写真の子は、自分とそっくりだった。でも、名前の札には「カイ」と書かれていた。


「ねえ、アス。ぼく……カイって名前だったこと、ある?」


アスは、少しだけ笑って言った。


「名前は、あとから決まるものだよ。本当の“ぼく”は、名前とは別の場所にいる」


「別の……場所?」


そのとき、床がぐらりと揺れた。空間がゆっくりと歪み、壁の写真が一枚、また一枚と白紙になっていく。

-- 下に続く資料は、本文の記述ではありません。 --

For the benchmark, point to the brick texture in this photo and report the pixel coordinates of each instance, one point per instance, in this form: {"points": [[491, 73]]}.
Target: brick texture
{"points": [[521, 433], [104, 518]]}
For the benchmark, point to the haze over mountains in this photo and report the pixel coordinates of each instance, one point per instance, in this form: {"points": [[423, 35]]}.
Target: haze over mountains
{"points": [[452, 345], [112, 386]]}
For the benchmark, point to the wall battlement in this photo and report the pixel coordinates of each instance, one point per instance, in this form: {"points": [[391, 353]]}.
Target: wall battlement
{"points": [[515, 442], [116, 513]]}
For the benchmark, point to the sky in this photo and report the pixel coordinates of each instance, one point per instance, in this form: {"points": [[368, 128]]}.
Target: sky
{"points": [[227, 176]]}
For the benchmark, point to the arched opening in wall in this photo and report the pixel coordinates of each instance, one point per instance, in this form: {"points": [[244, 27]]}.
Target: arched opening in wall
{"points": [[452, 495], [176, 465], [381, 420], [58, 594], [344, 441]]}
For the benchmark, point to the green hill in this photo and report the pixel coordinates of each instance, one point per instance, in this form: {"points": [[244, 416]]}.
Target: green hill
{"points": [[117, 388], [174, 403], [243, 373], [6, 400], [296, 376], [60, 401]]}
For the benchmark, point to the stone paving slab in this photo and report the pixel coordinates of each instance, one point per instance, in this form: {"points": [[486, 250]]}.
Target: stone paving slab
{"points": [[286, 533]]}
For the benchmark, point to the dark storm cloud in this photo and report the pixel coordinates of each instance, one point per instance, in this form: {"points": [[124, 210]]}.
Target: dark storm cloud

タケルは胸をおさえた。心臓の音が、自分のものじゃないみたいだった。


「アス……こわい」


「タケル、自分のこと、見失いそう?」


タケルは、うなずいた。


アスは、そっと手を伸ばした。


「だいじょうぶ。“ぼく”っていうのは、“思い出”じゃなくて、“今ここにいること”なんだよ」


タケルは、涙がにじむのを感じた。


そのとき、写真の中の「カイ」がふっと笑った気がした。


そして廃屋の扉が、ゆっくり閉まりかけたとき──タケルは気づいた。


(この建物、前にひとりで入ったことがある。……でも、出てこなかった)


兄が迎えに来た。車の中、タケルは何も話さず、ただ夕焼けを見つめていた。


アスが、静かに言った。


「タケル。もしも、自分が誰か分からなくなったら……“誰かと一緒にいた記憶”をたどってみるといいよ」


「……誰かと?」


「うん。名前は消えても、心はちゃんと残るから」


---


その夜、タケルのノートにはこう書かれていた。


> 《うちゅうかんさつノート4》

「ぼくは、名前じゃなくて、“誰かと過ごした時間”でできている」



ページのすみに、アスの字がそっと重なっていた。


> 「“ぼくって、だれ?”って考えるとき、人はほんとの意味で、生まれるんだ」



このお話を書きながら、ふと思いました。  「名前」や「記憶」が消えてしまっても、人はほんとうに“いなくなる”のだろうか?

もしも誰かと過ごした記憶が、誰かの中に残っているのなら――そこに、“ぼく”はちゃんと生きているんじゃないだろうか。

アスの言葉はいつも遠くて近い、宇宙みたいです。

読んでくれたあなたのなかにも、誰かと過ごした時間のぬくもりが、ちゃんと残っていますように。